Node-RED Port

Node-RED runs on port 1880 by default. This is the network port where Node-RED listens for connections. When you start Node-RED, you access the editor by opening http://localhost:1880 in your browser. All your HTTP endpoints and the Node-RED interface are served through this port.

Changing the Default Port

There are times when you need to change the default port - perhaps 1880 is already in use by another application, or you're running multiple Node-RED instances, or you simply prefer a different port number.

Temporary Port Change

For a one-time port change, start Node-RED with the --port flag:

node-red --port 8080

Now access Node-RED at http://localhost:8080. This change only lasts for the current session.

Permanent Port Change

To make the port change permanent, edit your Node-RED settings file (settings.js) located in the Node-RED user directory (commonly ~/.node-red/settings.js on Linux/macOS; on Windows it’s typically under your user profile at .node-red\settings.js).

uiPort: process.env.PORT || 8080,

Save the file and restart Node-RED. The new port setting will persist across all future sessions.

Securing Your Node-RED Installation

Critical Security Note: By default, Node-RED has no authentication or authorization. Anyone with network access to this port can view and modify your flows, access your data, and control your connected devices. Always secure Node-RED before exposing it to any network beyond your local development machine.

Enable Authentication

Add user authentication by editing your settings.js file:

adminAuth: {
    type: "credentials",
    users: [{
        username: "admin",
        password: "$2b$08$...",  // Generate with: node-red admin hash-pw
        permissions: "*"
    }]
}

Generate a secure password hash by running:

node-red admin hash-pw

Enter your desired password when prompted, then copy the generated hash into your settings file.

Note: adminAuth secures the editor/admin UI (and admin API), but it doesn’t protect http in endpoints by default.

Firewall Protection

Restrict network access using a firewall. For Linux users, this example allows only devices on your local network (192.168.1.x) to access Node-RED:

sudo ufw allow from 192.168.1.0/24 to any port 1880

Adjust the IP range to match your network configuration.

Accessing Node-RED Remotely

When you want to access your Node-RED instance from outside your local network. The manual approach is complex and requires ongoing maintenance. You would need

  • Configure port forwarding on your router

  • Set up and maintain SSL/TLS certificates for HTTPS

  • Configure proper authentication and authorization

  • Implement rate limiting and DDoS protection

  • Keep security patches up to date

  • Monitor suspicious access attempts

  • Manage firewall rules and security patches

  • And much more

The Easy Way

FlowFuse makes Node-RED production-ready with secure remote access built in.

Access your instances from anywhere through HTTPS without router configuration or certificate management. The platform handles SSL certificates automatically, provides role-based access control, and maintains enterprise-grade security through encrypted communications and comprehensive audit logging.

Device Agents connect your Node-RED instances to FlowFuse, enabling secure remote access immediately after registration. Your team connects from any location while FlowFuse manages infrastructure, security updates, and system reliability.

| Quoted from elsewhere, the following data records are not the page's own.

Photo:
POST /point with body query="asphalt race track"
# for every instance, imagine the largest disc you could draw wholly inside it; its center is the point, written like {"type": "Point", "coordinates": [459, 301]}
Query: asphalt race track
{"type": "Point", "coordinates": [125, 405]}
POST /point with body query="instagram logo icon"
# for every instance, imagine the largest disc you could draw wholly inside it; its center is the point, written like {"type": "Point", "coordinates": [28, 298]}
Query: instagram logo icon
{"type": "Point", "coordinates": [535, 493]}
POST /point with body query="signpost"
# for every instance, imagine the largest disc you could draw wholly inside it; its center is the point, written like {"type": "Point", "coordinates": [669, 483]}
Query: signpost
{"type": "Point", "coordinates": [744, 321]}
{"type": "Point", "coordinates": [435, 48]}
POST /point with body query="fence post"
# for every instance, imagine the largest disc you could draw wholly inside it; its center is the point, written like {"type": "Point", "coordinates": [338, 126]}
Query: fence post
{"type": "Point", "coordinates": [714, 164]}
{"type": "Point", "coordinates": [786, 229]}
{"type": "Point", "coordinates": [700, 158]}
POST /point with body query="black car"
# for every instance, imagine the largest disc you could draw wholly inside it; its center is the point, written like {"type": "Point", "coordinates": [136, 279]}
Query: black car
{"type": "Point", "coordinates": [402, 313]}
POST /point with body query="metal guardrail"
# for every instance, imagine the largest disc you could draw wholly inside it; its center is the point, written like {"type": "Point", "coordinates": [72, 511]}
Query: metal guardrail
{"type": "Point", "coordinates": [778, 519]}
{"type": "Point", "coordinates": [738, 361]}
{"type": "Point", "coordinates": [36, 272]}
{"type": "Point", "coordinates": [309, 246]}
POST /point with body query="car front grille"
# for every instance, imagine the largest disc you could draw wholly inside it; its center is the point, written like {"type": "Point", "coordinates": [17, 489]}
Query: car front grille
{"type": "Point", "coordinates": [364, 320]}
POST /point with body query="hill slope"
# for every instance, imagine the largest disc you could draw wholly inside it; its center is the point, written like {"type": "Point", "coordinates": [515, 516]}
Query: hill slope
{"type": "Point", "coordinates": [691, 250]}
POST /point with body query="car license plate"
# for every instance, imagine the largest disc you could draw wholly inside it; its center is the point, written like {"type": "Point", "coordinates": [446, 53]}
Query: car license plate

Remote access works without port forwarding, certificate renewals, or manual security configuration. FlowFuse handles the complexity so you can focus on building flows.

Learn more about setting up FlowFuse for production Node-RED deployments.

Troubleshooting Port Issues

Port Already in Use

If Node-RED fails to start with an error message like:

Error: listen EADDRINUSE: address already in use :::1880

This means another application is already using port 1880. Either stop the application that's using the port, or run Node-RED on a different port.